Let $a$ be the acceleration of the system up the incline. We apply Newton's second law to the entire system of total mass $M = m_A + m_B$. The forces acting along the incline are the gravitational force from block B ($m_B g$), the parallel component of gravity on block A ($m_A g \sin\theta$), and the friction force $f$ on block A. The normal force on A is $N = m_A g \cos\theta$.

[Q1] If the system is initially at rest, it remains at rest if the net force from gravity is less than or equal to the maximum static friction force, $f_{s,max} = \mu_s N$. The condition for static equilibrium is:

$$|m_B g - m_A g \sin\theta| \le \mu_s m_A g \cos\theta$$

If this condition holds, the static friction force balances the other forces, and the acceleration is zero.
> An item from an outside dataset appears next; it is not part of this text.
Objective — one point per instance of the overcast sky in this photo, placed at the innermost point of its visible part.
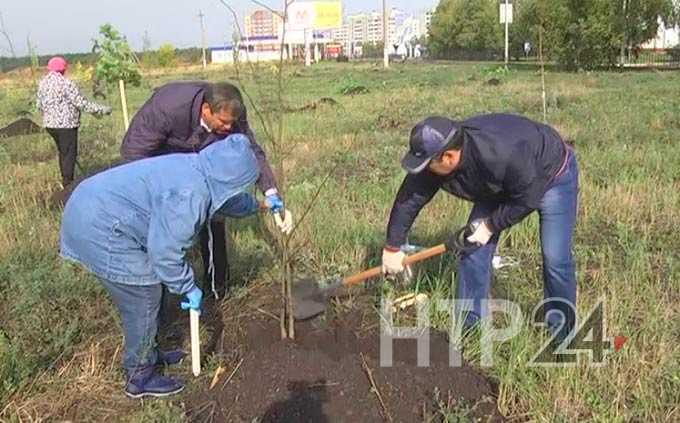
(60, 26)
[Q2] If A is moving up the incline, kinetic friction $f_k = \mu_k N = \mu_k m_A g \cos\theta$ acts down the incline, opposing motion. The net force equation for the system is:

$$F_{net} = m_B g - m_A g \sin\theta - f_k = (m_A + m_B)a$$

Solving for acceleration $a$:

$$a = \frac{g(m_B - m_A \sin\theta - \mu_k m_A \cos\theta)}{m_A + m_B}$$

[Q3] If A is moving down the incline, kinetic friction $f_k$ acts up the incline, opposing motion. The net force equation is:

$$F_{net} = m_B g - m_A g \sin\theta + f_k = (m_A + m_B)a$$

Solving for acceleration $a$:

$$a = \frac{g(m_B - m_A \sin\theta + \mu_k m_A \cos\theta)}{m_A + m_B}$$

The acceleration vector is $\vec{a} = a \hat{i}$.